Room 1310
Modern and Contemporary Art
Surrealism
The emergence of surrealism, the international intellectual, artistic, and political movement, was marked by the publication in Paris of poet André Breton’s “First Surrealist Manifesto” in 1924. Traumatized by the irrationality and bestiality of World War I and using Freud’s ideas about psychoanalysis as a primer, surrealist literary and visual artists rejected traditional codes of conduct as repressive. In their works they advanced instead the arbitrary, the uncanny, acts of transgression, and the breaking of taboos. Tapping into alternative states of consciousness, including dreams and trances, they sought to liberate the imagination through what they termed psychic “automatism,” a stream-of-consciousness method of painting or writing.
Surrealism’s broad-ranging pictorial expression—what has been aptly described as its stylistic schizophrenia—used disruptive visual tactics, often through the titillating juxtaposition of unrelated ordinary objects. Exploring violent, irrational, and sexual subject matter, the surrealists engaged in campaigns to disturb classical ideals of beauty and challenge social conventions. Photography, as a means of distorting reality and revealing the strangely marvelous in the everyday, became a particularly potent medium.

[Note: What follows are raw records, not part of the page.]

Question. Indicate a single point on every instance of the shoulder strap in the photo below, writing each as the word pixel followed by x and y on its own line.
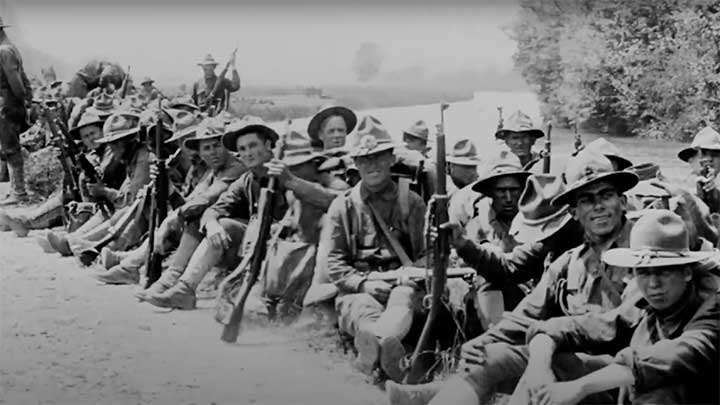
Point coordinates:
pixel 404 258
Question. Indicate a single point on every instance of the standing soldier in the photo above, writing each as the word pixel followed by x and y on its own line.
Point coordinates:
pixel 15 92
pixel 203 88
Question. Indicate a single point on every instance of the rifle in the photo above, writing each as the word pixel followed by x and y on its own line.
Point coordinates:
pixel 212 98
pixel 248 272
pixel 125 84
pixel 547 150
pixel 158 210
pixel 441 252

The political turmoil of the 1930s accelerated the dispersal of surrealism across Europe and beyond as artists sought asylum from the spread of war and fascism. From Mexico to New York, artists absorbed and transformed its ideas. Some employed chance to destabilize artistic agency. Others examined, extended, or critiqued the commodification and objectification of the human body—especially the female body—by using mannequins, dolls, or machines in their work. The exchange of revolutionary ideas that surrealism engendered would act as a vital catalyst for avant-garde artistic practice on both sides of the Atlantic during the second half of the twentieth century.